The foci are not the same points since they have different coordinates.
- Statement 2: The lengths of both transverse axes are the same.
The length of the transverse axis is [tex]\(2a\)[/tex].
For [tex]\(\frac{x^2}{3^2} - \frac{y^2}{4^2} = 1\)[/tex], the length of the transverse axis is [tex]\(2 \times 3 = 6\)[/tex].
For [tex]\(\frac{y^2}{3^2} - \frac{x^2}{4^2} = 1\)[/tex], the length of the transverse axis is [tex]\(2 \times 3 = 6\)[/tex].
Both transverse axes are indeed the same length, but we need to check other statements as well.
- Statement 3: The directrices of [tex]\(\frac{x^2}{3^2} - \frac{y^2}{4^2} = 1\)[/tex] are horizontal while the directrices of [tex]\(\frac{y^2}{3^2} - \frac{x^2}{4^2} = 1\)[/tex] are vertical.

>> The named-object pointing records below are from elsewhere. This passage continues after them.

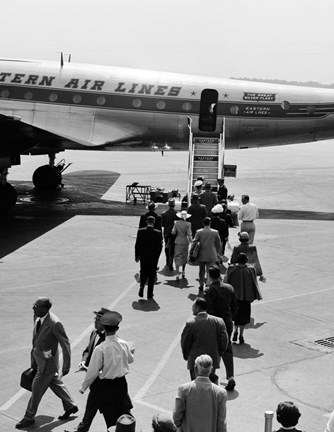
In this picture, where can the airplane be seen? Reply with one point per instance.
(48, 107)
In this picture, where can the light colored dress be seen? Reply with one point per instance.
(182, 230)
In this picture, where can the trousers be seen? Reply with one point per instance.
(41, 383)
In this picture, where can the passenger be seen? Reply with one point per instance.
(222, 190)
(148, 248)
(208, 198)
(223, 303)
(163, 423)
(242, 277)
(247, 213)
(251, 252)
(288, 415)
(201, 405)
(168, 218)
(107, 369)
(209, 251)
(219, 224)
(92, 405)
(150, 207)
(198, 213)
(182, 232)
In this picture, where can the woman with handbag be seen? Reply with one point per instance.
(182, 232)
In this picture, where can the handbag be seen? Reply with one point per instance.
(27, 378)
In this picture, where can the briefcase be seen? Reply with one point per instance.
(27, 378)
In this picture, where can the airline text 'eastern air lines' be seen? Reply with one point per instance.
(88, 84)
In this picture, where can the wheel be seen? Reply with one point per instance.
(47, 178)
(8, 197)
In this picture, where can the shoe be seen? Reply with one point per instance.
(24, 423)
(68, 413)
(230, 385)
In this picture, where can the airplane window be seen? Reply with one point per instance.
(137, 103)
(186, 106)
(53, 97)
(285, 105)
(28, 95)
(101, 100)
(161, 105)
(77, 99)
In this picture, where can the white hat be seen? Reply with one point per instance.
(218, 208)
(183, 214)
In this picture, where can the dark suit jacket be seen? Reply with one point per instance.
(148, 244)
(204, 334)
(44, 355)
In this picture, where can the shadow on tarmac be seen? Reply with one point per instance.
(146, 305)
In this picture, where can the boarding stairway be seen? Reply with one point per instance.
(206, 157)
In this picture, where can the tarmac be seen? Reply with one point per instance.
(78, 249)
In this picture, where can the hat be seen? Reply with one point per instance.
(125, 423)
(111, 318)
(163, 423)
(101, 312)
(183, 214)
(218, 208)
(244, 236)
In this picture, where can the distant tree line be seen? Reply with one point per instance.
(295, 83)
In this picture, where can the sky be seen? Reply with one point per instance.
(265, 39)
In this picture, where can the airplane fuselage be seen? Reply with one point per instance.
(93, 107)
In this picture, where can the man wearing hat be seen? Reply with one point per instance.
(150, 207)
(96, 337)
(250, 251)
(167, 222)
(147, 250)
(208, 198)
(198, 213)
(107, 369)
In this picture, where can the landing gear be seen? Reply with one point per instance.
(49, 177)
(8, 195)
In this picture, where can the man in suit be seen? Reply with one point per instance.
(47, 335)
(200, 405)
(96, 337)
(151, 212)
(203, 334)
(147, 250)
(210, 248)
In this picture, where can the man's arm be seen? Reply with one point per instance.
(62, 338)
(179, 409)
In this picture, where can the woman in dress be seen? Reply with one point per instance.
(242, 277)
(182, 232)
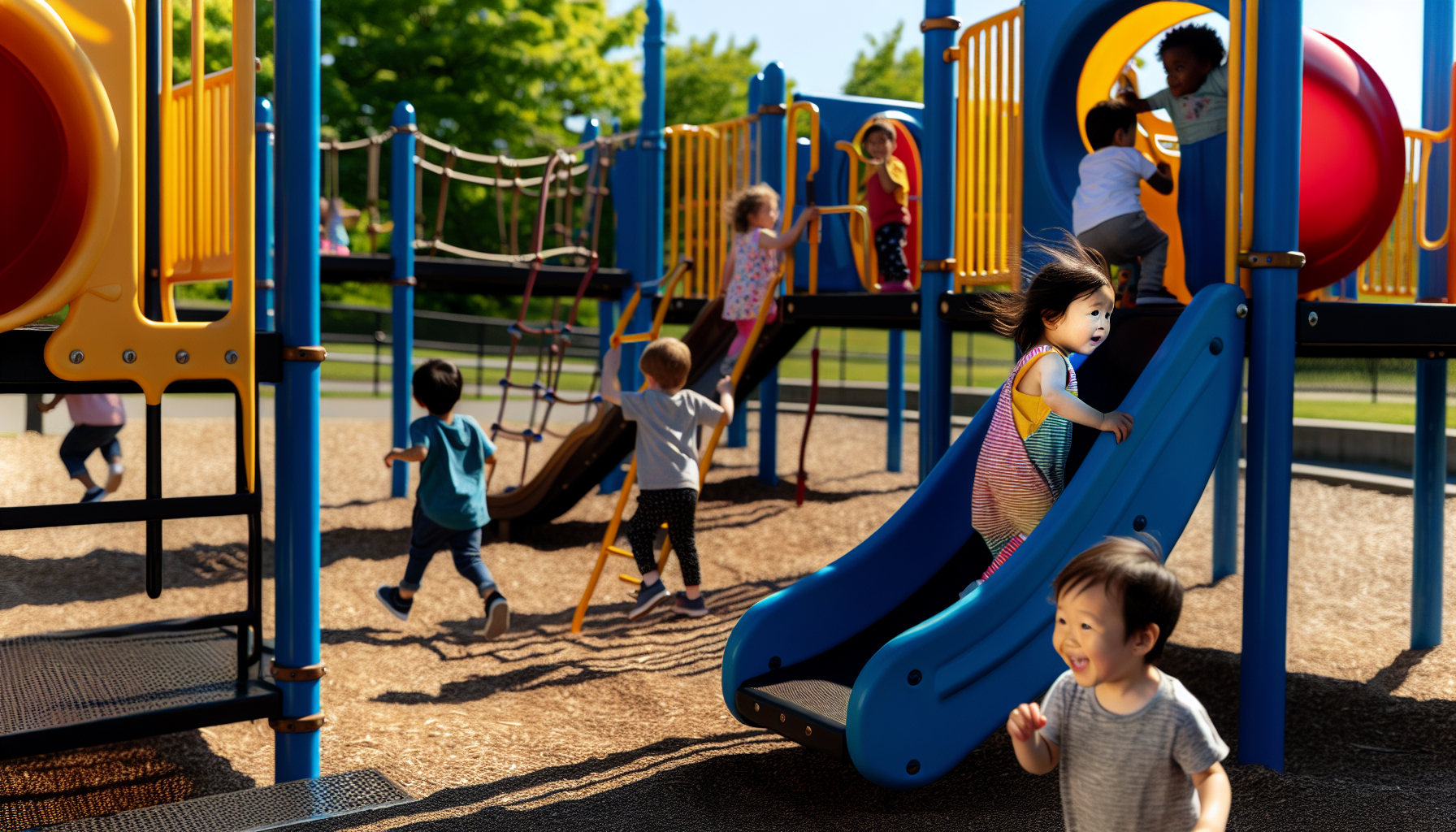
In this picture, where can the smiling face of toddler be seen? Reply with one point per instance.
(1091, 637)
(1085, 325)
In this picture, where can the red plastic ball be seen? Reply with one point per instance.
(1351, 167)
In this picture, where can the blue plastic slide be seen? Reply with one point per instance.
(874, 656)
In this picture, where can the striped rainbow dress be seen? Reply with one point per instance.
(1024, 464)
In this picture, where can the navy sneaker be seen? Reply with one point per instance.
(689, 606)
(496, 617)
(648, 598)
(389, 596)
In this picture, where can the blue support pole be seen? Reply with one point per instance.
(1430, 373)
(1226, 499)
(739, 427)
(264, 211)
(402, 251)
(774, 150)
(1272, 387)
(937, 238)
(296, 755)
(895, 401)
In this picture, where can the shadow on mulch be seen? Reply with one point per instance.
(63, 786)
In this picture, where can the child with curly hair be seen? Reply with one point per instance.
(1197, 99)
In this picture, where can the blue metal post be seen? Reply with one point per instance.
(895, 401)
(402, 249)
(1430, 373)
(296, 755)
(1226, 499)
(937, 238)
(1272, 388)
(775, 167)
(739, 427)
(264, 211)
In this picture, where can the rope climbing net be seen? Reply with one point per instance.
(561, 196)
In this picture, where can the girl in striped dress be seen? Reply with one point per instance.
(1024, 459)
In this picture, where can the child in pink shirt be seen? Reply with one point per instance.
(98, 418)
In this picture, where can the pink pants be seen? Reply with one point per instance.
(744, 328)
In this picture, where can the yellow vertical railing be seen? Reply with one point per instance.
(197, 187)
(705, 165)
(989, 152)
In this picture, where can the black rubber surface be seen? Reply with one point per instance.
(817, 691)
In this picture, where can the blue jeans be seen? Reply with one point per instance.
(84, 440)
(428, 538)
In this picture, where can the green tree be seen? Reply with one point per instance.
(880, 73)
(705, 84)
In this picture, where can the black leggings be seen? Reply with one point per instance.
(678, 507)
(890, 251)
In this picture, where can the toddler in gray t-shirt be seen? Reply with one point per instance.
(1134, 748)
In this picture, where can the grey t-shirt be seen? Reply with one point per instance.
(1198, 115)
(667, 435)
(1130, 771)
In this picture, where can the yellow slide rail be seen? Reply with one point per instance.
(198, 149)
(989, 150)
(867, 270)
(705, 165)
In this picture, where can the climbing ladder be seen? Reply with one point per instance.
(609, 547)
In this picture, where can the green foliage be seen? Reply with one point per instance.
(880, 73)
(705, 84)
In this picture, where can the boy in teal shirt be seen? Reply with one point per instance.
(452, 452)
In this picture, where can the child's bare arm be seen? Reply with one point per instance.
(772, 242)
(1215, 796)
(1034, 752)
(1051, 373)
(610, 380)
(1138, 104)
(415, 453)
(726, 395)
(1164, 180)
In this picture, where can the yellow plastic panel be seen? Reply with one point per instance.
(1103, 67)
(105, 324)
(38, 38)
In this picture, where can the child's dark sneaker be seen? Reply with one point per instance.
(689, 606)
(496, 617)
(389, 596)
(648, 598)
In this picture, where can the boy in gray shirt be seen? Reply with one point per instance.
(1136, 749)
(667, 420)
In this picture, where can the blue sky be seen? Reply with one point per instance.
(817, 40)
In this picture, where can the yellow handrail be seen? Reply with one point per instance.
(989, 150)
(705, 163)
(791, 187)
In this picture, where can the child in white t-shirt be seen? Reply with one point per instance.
(1107, 211)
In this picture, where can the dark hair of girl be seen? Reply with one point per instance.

For [tex]\(\frac{x^2}{3^2} - \frac{y^2}{4^2} = 1\)[/tex]:
- The transverse axis is horizontal, so the directrices are vertical.

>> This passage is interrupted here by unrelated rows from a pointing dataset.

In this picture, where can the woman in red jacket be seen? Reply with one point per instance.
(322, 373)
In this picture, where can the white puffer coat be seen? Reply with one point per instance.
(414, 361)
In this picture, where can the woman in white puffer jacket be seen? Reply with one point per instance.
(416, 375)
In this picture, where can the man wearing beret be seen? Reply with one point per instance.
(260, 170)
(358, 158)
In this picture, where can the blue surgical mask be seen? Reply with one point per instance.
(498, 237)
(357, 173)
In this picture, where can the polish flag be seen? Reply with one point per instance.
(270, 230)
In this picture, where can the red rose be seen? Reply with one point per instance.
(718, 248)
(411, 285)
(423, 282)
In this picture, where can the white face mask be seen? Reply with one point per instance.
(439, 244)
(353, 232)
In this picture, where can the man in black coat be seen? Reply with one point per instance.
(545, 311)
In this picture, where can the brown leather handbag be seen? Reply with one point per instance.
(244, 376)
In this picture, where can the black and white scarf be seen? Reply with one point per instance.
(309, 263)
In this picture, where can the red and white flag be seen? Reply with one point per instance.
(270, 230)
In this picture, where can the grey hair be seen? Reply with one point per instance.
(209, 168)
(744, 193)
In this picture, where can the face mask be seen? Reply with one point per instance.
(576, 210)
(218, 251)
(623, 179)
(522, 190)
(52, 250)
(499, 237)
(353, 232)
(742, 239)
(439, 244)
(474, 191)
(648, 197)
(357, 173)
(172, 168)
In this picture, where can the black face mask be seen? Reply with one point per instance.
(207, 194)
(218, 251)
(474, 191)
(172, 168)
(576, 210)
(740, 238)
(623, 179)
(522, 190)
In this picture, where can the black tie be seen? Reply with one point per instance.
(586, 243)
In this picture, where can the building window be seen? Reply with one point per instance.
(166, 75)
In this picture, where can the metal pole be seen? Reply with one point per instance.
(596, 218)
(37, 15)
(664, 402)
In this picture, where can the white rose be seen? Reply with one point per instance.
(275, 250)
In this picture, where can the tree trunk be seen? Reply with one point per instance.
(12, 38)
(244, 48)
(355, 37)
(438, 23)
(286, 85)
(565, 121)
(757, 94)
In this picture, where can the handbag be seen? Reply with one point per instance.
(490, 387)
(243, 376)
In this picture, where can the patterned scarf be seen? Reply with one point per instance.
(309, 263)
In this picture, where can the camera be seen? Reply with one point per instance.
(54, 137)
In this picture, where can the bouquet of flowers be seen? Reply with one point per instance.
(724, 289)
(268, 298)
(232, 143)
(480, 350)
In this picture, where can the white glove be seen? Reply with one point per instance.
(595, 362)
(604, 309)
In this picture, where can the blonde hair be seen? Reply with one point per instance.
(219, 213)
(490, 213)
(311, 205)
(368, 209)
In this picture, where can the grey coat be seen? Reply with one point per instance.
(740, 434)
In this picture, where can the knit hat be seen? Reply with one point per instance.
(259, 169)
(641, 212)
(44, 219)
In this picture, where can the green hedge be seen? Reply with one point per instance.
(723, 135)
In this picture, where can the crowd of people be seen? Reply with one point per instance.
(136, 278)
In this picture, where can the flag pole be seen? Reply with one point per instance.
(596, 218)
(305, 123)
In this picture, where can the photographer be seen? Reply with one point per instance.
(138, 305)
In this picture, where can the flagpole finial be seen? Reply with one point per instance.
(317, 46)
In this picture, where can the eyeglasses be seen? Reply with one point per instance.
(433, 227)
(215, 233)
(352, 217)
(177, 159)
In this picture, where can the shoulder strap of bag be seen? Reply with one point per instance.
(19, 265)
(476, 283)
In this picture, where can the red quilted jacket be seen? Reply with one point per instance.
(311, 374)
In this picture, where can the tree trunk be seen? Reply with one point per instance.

For [tex]\(\frac{y^2}{3^2} - \frac{x^2}{4^2} = 1\)[/tex]:
- The transverse axis is vertical, so the directrices are horizontal.
This statement is indeed correct.
- Statement 4: The vertices of [tex]\(\frac{x^2}{3^2} - \frac{y^2}{4^2} = 1\)[/tex] are on the y-axis while the vertices of [tex]\(\frac{y^2}{3^2} - \frac{x^2}{4^2} = 1\)[/tex] are on the x-axis.
For [tex]\(\frac{x^2}{3^2} - \frac{y^2}{4^2} = 1\)[/tex]:
- The vertices are at [tex]\((\pm 3, 0)\)[/tex], which are on the x-axis.
For [tex]\(\frac{y^2}{3^2} - \frac{x^2}{4^2} = 1\)[/tex]:
- The vertices are at [tex]\((0, \pm 3)\)[/tex], which are on the y-axis.
This statement is false as the axes mentioned are reversed.
Hence, the correct answer is:
```
The directrices of [tex]\(\frac{x^2}{3^2} - \frac{y^2}{4^2} = 1\)[/tex] are horizontal while the directrices of [tex]\(\frac{y^2}{3^2} - \frac{x^2}{4^2} = 1\)[/tex] are vertical.
```
This matches the third option of the query. The correct statement is:
- The directrices of [tex]\(\frac{x^2}{3^2} - \frac{y^2}{4^2} = 1\)[/tex] are horizontal while the directrices of [tex]\(\frac{y^2}{3^2} - \frac{x^2}{4^2} = 1\)[/tex] are vertical.